Sizce Türkler Kürtlerin acılarını anlıyor mu? Ya da Kürtler Türklerin acılarını? Sizce acılar anlaşılmadan gerçekten barış olabilir mi?
1991 Nevruzu’nda Şırnak’a gittiğimizde müthiş bir çatışma ortamı yaratılmıştı. 16 insan ölmüştü. Atatürk büstünün hemen orada duran bir otobüs santim santim kurşunlanmıştı, ama Atatürk heykeli sapasağlam duruyordu. İçinde iki çocuğun yanarak öldüğü ev 50 m mesafede... PKK geldi, çarşıyı dağıttı, evleri yaktı deniyor. Çarşı darmadağın ama bir tek gökyüzü gözüküyor. Yani nereden ateş ederseniz edin görünmez. Siviller konuşmaya korkuyor. Trabzonlu bir öğretmen geldi, evi taciz edilmiş. Feryat ediyor “Bugün burada olmasam kesin basına inanırdım, ama gözlerimle gördüm, Jitem’in korucuları yaptı” diyor. Susturmaya çalıştık. Başına bir şey gelmesin diye. Kürtlerin o bölgede ne yaşadığını, çektiği acıları Türkiye kamuoyu bilmiyor. Bu yüzden çözümsüzlük süreci hep devam etti. Acıları paylaşmadığımız zaman bu işi çözemeyiz, size katılıyorum. Kürtler bu süreçte duygusal yaklaşımdan çok uzak kaldı. İntikam ve nefret duygularıyla karşılaştılar hep. Acılarını kimse görmedi. Onlar da öldü. O aileler de yandı. Ona rağmen, inanarak söylüyorum, Kürtlerin gösterdiği duyarlılık ve Türk halkına her şeye rağmen öfke ve kin duymaması çok önemli. Bu sorun siyasete alet edilmeyecek kadar önemli bir sorun.

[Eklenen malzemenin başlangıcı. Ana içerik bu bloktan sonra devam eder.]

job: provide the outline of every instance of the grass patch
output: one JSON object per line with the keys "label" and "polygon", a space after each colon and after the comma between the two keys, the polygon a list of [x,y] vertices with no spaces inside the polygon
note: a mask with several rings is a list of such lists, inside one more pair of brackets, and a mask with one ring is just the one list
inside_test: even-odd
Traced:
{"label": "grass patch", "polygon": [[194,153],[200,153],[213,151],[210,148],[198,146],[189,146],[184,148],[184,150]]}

PKK’nın geldiği nokta barışçıl bir sürecin önünü açıyor
Bir barış süreci başladı mı gerçekten? Kürt sorununun çözülmesine az mı kaldı? Nedir sizin inancınız? Bu sürece güveniyor musunuz gerçekten?
Barış tabii ki kolay bir şey değil. Zaman lazım. Ama konuşmaların başlaması umut verici. Konjonktür olarak çok şeyin değiştiğini görüyoruz. PKK’nın geldiği nokta barışcıl bir sürecin önünü açıyor. Bağımsız Kürdistan yerine, sorunun Türkiye’nin bütünü içinde çözümü. Halkların kardeşliğini tesis ederek ve talep ederek çözme inancı. İsteklerinin çağdaş dünyada kabul edilebilir olması, barış için çok önemli.
Çok uzun yıllardır dağda savaşarak yaşayan insanlar var. Barış olursa sizce bu insanlar savaşsız normal bir hayata adapte olabilecekler mi? Barış iyi bir şey ama arkasını planlamazsanız eksik kalmaz mı?
Mağarada yaşayan insanlar değil ki onlar. İnternet başında Washington’da ne olmuş anında bilen, kimisi okulunu bırakmış gitmiş, kimisi ailesini. Döndüklerinde burada bir hayatları var. Siz dağda tam ne var zannediyorsunuz? “Psikolojik yardım” diyorlar. Bence böyle bir şeye ihtiyaç yok. Türk halkının düşmanı değil o insanlar. Özlemi, gelip insanca burada yaşamak. İnsanca kucaklayacak bir yaklaşım istiyorlar sadece. Bunu başarmak lazım işte. Çok içten inanıyorum ki benim dediklerimden farklı şeyler hissetmiyor onlar da.
Kürtler de sorunun silahla çözülemeyeceğini anladı
Perşembe günü Tayyip Erdoğan sert bir çıkış yaptı. Sizin silahları bırakalım talebinize karşı “Asker silah bırakamaz” dedi. Ve sizi suçladı.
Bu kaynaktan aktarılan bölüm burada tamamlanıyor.